Amanda, who lives in Standish, said: “I was shocked. I had my licence in front of me.”

She says she contacted the DVLA and was told someone had reported she was unfit to drive due to illness.

She was told the DVLA had written to her about it, but she claims she did not receive the letter as she had moved house.

Twelve weeks later, Amanda is still battling to get her licence back.

She says she has completed forms and sent information to the DVLA, but is still waiting to hear if she will get her driving licence back and when.

Amanda lost the job as she was not legally allowed to drive and has not been able to find alternative employment.

She said: “I haven’t been able to get another job. I can’t get out for an interview. We have a bus service here but I think they are once every hour.”

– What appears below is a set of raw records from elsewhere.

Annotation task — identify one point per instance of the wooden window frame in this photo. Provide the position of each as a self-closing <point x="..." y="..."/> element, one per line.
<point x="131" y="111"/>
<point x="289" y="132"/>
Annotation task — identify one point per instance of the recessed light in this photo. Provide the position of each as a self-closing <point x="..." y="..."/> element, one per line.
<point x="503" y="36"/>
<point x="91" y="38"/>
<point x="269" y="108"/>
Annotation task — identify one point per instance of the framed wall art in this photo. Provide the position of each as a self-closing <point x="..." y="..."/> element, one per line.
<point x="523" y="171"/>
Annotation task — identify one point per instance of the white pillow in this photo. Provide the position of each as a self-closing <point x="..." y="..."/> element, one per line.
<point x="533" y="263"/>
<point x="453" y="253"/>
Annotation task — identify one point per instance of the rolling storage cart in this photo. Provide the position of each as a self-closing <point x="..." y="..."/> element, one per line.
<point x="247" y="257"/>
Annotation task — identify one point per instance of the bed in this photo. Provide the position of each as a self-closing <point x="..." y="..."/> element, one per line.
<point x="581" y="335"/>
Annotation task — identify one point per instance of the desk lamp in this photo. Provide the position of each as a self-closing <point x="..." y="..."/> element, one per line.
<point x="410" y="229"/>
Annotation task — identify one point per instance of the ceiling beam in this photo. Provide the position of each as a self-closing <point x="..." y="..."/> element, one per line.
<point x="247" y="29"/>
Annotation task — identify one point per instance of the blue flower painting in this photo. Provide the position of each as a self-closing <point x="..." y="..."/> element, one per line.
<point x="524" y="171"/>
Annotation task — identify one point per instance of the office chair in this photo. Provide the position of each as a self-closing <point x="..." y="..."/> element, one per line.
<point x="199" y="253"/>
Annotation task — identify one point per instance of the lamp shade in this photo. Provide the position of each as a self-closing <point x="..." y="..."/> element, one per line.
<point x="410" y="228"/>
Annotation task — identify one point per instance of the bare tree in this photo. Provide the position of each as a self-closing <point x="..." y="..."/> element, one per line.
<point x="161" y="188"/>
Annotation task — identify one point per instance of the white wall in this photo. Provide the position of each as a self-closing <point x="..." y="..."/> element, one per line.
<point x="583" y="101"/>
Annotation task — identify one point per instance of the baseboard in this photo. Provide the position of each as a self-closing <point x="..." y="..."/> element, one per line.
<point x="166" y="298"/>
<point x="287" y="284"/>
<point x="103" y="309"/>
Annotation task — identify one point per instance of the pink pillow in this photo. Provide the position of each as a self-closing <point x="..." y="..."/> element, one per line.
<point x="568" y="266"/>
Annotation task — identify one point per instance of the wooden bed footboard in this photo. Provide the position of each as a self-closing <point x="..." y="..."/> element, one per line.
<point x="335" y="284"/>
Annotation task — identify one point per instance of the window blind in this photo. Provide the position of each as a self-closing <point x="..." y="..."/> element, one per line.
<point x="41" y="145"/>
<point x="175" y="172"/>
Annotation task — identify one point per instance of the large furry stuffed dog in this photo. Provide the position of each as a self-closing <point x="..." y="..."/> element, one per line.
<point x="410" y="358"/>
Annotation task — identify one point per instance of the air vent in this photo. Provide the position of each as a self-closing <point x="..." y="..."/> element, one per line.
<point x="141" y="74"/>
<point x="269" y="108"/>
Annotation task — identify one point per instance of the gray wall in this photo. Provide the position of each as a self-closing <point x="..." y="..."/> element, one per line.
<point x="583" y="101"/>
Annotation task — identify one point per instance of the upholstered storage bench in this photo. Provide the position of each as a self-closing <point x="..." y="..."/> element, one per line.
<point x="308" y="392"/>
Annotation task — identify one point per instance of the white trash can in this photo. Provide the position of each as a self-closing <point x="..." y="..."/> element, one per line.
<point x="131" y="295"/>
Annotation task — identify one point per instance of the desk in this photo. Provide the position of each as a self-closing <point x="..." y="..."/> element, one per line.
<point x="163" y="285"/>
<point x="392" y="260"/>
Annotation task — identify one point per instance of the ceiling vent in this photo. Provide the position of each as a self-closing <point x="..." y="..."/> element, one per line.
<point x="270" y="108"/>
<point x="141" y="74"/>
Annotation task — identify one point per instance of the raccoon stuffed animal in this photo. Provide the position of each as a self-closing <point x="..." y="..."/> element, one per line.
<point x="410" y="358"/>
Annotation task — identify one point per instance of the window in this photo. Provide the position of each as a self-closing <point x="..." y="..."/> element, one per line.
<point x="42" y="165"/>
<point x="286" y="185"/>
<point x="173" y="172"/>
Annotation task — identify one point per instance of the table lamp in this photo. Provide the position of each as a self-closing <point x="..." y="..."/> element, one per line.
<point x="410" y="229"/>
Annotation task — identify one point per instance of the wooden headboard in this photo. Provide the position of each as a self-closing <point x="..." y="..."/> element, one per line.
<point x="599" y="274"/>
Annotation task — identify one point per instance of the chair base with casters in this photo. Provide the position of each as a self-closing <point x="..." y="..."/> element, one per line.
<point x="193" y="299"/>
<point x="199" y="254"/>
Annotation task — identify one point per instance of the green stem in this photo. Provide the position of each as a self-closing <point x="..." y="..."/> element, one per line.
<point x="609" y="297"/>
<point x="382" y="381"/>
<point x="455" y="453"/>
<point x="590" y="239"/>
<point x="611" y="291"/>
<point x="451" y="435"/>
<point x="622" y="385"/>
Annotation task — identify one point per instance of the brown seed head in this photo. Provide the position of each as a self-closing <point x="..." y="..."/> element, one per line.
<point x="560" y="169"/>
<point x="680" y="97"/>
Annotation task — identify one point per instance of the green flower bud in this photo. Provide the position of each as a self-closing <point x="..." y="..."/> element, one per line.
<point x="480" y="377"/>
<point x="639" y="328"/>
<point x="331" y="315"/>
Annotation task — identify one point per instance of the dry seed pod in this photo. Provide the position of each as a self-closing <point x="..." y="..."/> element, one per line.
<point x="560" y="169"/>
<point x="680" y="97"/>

She is now facing financial problems due to being out of work and says she and her partner will need to start getting help from a food bank and fears her phone will be disconnected as she cannot pay the bill.

Amanda, who has previously worked as a bus driver and in administration, said: “I have got rent arrears, I’m stressed out.”

Amanda is urging the DVLA to return her driving licence as soon as possible.

However, while declining to speak on individual cases, a spokesperson for the DVLA said the agency had done nothing wrong.

He said: “All drivers must ensure that they are medically fit to drive and notify DVLA of the onset or worsening of a medical condition affecting this.

“Where we are notified of a medical condition that may affect driving, we will investigate and take the necessary action.

“This includes writing to the driver, which is why it is so important that drivers let us know when they change address.

“As part of our investigation we may require further information from the medical professionals involved in the care and treatment of the condition and are often wholly reliant on receiving this information before a licensing decision can be made.

“We may also need to refer the driver for further medical assessment.

“We then make an evidence-based decision on whether the driver meets the medical standards for fitness to drive, before a licensing decision is made.”